Arrangements were made to evacuate around 200 households in Elgin – mainly in the South Lesmurdie and Kingsmills areas – as the River Lossie rose to dangerously high levels on Monday. However, most families returned to their homes later.
Moray Council leader Allan Wright said: “The rain gauge at Torwinny on the upper reaches of the River Lossie recorded much more intense rainfall in a much shorter period of time than both November 2002 and September 2009 when Elgin suffered severe flooding and damage to property.
“In terms of peak water flow and water level in the River Lossie as it passes through Elgin, Monday’s event was of a similar magnitude to September 2009 and yet not a single property within the compass of the flood scheme was affected, which is testament to the effectiveness of the work that has been carried out, even though the scheme is still only partially complete.”

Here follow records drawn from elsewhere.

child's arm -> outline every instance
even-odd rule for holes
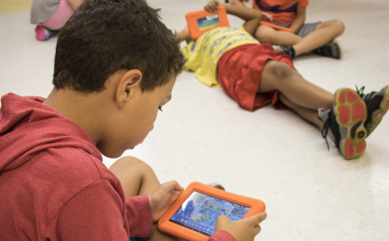
[[[290,30],[293,33],[297,33],[306,21],[306,10],[307,8],[298,8],[296,12],[295,20],[290,25]]]
[[[204,7],[208,12],[217,12],[217,7],[221,4],[218,0],[211,0]],[[243,27],[245,32],[254,35],[256,27],[261,23],[262,14],[256,9],[250,9],[241,5],[224,4],[227,13],[244,20]]]

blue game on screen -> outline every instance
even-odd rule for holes
[[[193,192],[170,221],[209,237],[215,232],[216,219],[219,216],[227,215],[231,221],[236,221],[242,219],[249,209],[239,204]]]

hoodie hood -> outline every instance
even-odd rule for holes
[[[48,148],[75,147],[102,160],[93,138],[43,97],[13,93],[1,97],[0,173],[15,169]]]

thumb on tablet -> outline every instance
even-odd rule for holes
[[[265,218],[266,213],[253,215],[238,221],[230,221],[227,216],[220,216],[216,221],[215,230],[225,230],[238,241],[254,240],[255,236],[261,232],[260,223]]]

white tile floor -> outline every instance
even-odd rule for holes
[[[181,30],[184,14],[205,0],[150,0],[162,21]],[[311,0],[308,21],[341,19],[342,60],[305,56],[296,68],[333,92],[340,87],[389,84],[387,0]],[[0,95],[47,96],[56,38],[35,41],[30,13],[0,15]],[[233,26],[242,22],[230,18]],[[228,191],[263,199],[268,218],[255,240],[389,240],[389,117],[358,160],[345,161],[320,131],[288,111],[240,108],[221,89],[183,72],[172,102],[146,141],[125,154],[149,163],[161,182],[220,182]],[[106,165],[114,160],[104,159]]]

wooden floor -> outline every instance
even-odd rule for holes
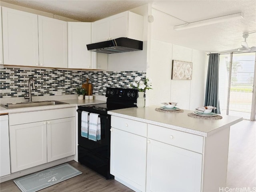
[[[244,120],[230,128],[226,186],[256,187],[256,122]],[[74,161],[68,162],[81,175],[43,189],[40,192],[129,192],[133,191],[114,180],[104,178]],[[1,192],[20,191],[10,180],[0,184]]]
[[[226,186],[256,187],[256,122],[244,120],[231,126]]]

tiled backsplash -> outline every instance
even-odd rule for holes
[[[105,95],[107,87],[127,88],[138,76],[145,78],[146,72],[5,68],[0,71],[0,98],[23,97],[28,93],[30,77],[35,80],[33,95],[48,96],[54,95],[55,91],[75,94],[76,88],[86,82],[86,78],[92,84],[93,94]]]

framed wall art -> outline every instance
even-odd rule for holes
[[[172,79],[192,79],[193,63],[172,60]]]

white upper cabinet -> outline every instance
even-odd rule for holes
[[[38,16],[39,66],[67,68],[67,22]]]
[[[38,64],[38,15],[2,7],[4,64]]]
[[[0,64],[3,63],[3,42],[2,38],[2,9],[0,7]]]
[[[142,41],[143,16],[126,11],[92,23],[92,42],[104,41],[119,37]]]
[[[91,68],[91,52],[86,47],[91,43],[91,22],[68,22],[68,68]]]

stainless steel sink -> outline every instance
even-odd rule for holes
[[[32,101],[17,103],[6,103],[2,104],[1,105],[6,109],[15,109],[22,107],[38,107],[49,105],[61,105],[62,104],[69,104],[58,101]]]

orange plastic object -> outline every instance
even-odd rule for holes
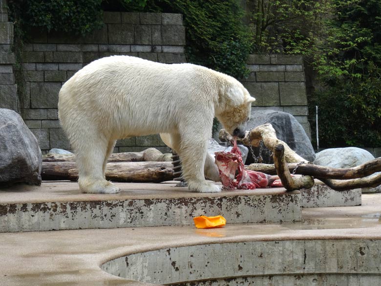
[[[193,219],[194,224],[197,228],[212,228],[221,227],[226,224],[226,220],[222,216],[206,217],[201,216]]]

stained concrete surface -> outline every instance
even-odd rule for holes
[[[363,195],[361,206],[304,209],[304,220],[294,223],[228,223],[212,229],[187,226],[0,233],[0,286],[148,285],[113,276],[100,266],[129,254],[188,245],[379,240],[380,212],[381,195],[369,194]]]

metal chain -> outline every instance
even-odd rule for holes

Councillor Wright added: “I have the greatest sympathy for those households that did suffer flooding as a result of conditions on Monday but the flood schemes undoubtedly averted a full-scale catastrophe.
“Since 1997 successive floods in Moray have caused damage costing many tens of millions of pounds and that quite staggering figure would have risen even further this week without the partially completed flood schemes in Elgin and Forres.”
A spokesman for cashmere specialists Johnstons of Elgin, whose production facility and shop have been affected by flooding in the past, said: “We are extremely pleased to see that the parts of the flood alleviation scheme which are already completed helped to alleviate a potential flood this week.
“We are particularly happy to see that homes at risk in our community, including those of many of our team, managed to escape what could have been a devastating event.
“We were able to maintain production throughout the day and our retail operations were able to resume trading as normal after losing only one day. We look forward to the completion of the flood alleviation scheme and the increased peace of mind it will bring to the whole community.”
Management at Glen Moray Distillery on the western outskirts of Elgin said they were certain the site would have flooded and production would have been disrupted but for the defences put in place as part of the flood scheme.
“We were very happy with the outcome and the way the flood defences worked,” said distillery manager Graham Coull.
“Looking at the water level, I’m more than certain that we would have been flooded. Most of the warehouses would have been affected and we would have lost production as well, but as it was we managed to continue production without disruption.”